Dawkins was raised as a Christian.
As someone also raised as a Christian, there's no way I would go back, even if God personally asked me back...
So far this thread is about the rational side of rejecting religion, but this is a more qualitative, personal approach. So personally, there's no alleged qualities of the Christian God that I find benevolent. He's a genocidal, manipulative, needy, self-ish being reminiscent of a psychotic girlfriend and I would suffer any fate to avoid it/him/her. Thankfully this makes sense, these are human traits and God is a human product, albeit a very dark, destructive one.
That is, why exactly hasn't religion gone away after all this time?
Because it's a meme with a lot of selective advantages. None of which have to do with it being true.
Personally, I choose to keep a more open mind to possible explanations of reality than Dawkins and (insert religious fundamentalist figurehead here) choose to.
Do you think anyone would have come up with wave particle duality if scientists weren't open minded? We're willing to consider anything, if there's evidence. If there's no evidence, then why waste your time?
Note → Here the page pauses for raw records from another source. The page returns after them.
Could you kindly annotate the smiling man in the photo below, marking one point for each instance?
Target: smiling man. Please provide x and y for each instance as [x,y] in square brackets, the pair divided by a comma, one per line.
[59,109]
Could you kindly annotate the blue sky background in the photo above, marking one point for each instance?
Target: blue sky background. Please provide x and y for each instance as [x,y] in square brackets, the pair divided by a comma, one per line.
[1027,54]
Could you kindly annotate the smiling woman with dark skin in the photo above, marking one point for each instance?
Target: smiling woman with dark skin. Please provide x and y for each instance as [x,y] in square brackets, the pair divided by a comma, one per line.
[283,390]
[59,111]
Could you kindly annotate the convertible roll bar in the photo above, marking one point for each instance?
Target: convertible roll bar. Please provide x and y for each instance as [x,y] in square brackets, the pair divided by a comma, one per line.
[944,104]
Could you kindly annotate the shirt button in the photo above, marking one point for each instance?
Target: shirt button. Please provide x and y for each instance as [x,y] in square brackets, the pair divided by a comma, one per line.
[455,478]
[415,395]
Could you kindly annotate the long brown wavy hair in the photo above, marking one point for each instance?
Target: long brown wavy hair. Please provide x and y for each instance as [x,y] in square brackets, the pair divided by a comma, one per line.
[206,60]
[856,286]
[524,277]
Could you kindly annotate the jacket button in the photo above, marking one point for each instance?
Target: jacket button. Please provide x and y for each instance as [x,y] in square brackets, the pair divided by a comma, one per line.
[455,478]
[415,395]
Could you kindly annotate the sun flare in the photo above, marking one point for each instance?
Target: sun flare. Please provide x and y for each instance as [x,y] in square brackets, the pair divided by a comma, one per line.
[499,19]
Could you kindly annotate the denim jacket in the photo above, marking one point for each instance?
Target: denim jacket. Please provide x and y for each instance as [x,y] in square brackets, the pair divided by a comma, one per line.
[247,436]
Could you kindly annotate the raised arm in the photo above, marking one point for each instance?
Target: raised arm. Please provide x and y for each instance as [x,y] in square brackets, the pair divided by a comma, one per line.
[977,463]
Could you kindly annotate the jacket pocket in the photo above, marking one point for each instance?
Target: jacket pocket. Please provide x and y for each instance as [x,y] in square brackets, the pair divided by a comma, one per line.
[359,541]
It also solves death, provides an easy solution to meaning etc. If you look at historical religions as far back as history goes, all religions arise for exactly the same reasons. A reductionist explanation would be that all religion arises in response to an unknown i.e. we don't know if it'll rain, let's pray to the rain gods. We don't know what makes lighting, it must be a god, lets name him Thor. We don't know what happens when we die, lets pray to Ra and rap our bodies in linens hoping they re-animate after death. You could go on and on. Anything that lies outside or has lied outside of humanities direct control has been/or will be a god.
Personally, I choose to keep a more open mind to possible explanations of reality than Dawkins and (insert religious fundamentalist figurehead here) choose to.
I think Dawkin's lack of openness is somewhat intentional. It's like pushing back on years and years of unyielding, narrow minded religious culture. This is what the atheist side of being a bigot looks like. Honestly, I am also more open minded than the whole Dawkins parade lets on, but it feels amazing to have someone pushing back on the religious community with equal levels of unyielding stubbornness. They brought it on themselves, its a very reactionary movement especially if you look at communities like reddit.com/r/atheism. It's more than just being rational with your beliefs, there's a need to go a step beyond if you've been the victim of religious oppression like most have. I think in the end it will level out once we get several generation beyond the Millennials.
I mean, how many religious scientists use methods to determine their belief? None.
I'm not sure I understand this statement, there are plenty of religious scientists that try to validate their faith based on scientific principles, they're just a joke.
To me that's the real problem, religious minded people who start with a premise they want to be true and then pasting together evidence until they feel comfortable.
This makes entirely no sense from a scientific perspective. How can use scientific principles to help validate something that you have no concrete evidence to even hint at its existence. The only evidence they have is the inability to disprove, once and for all, the existence of a supreme being.
You have to hand it to the religious though, if wanting something to be true could will it in to existence, they could create a god.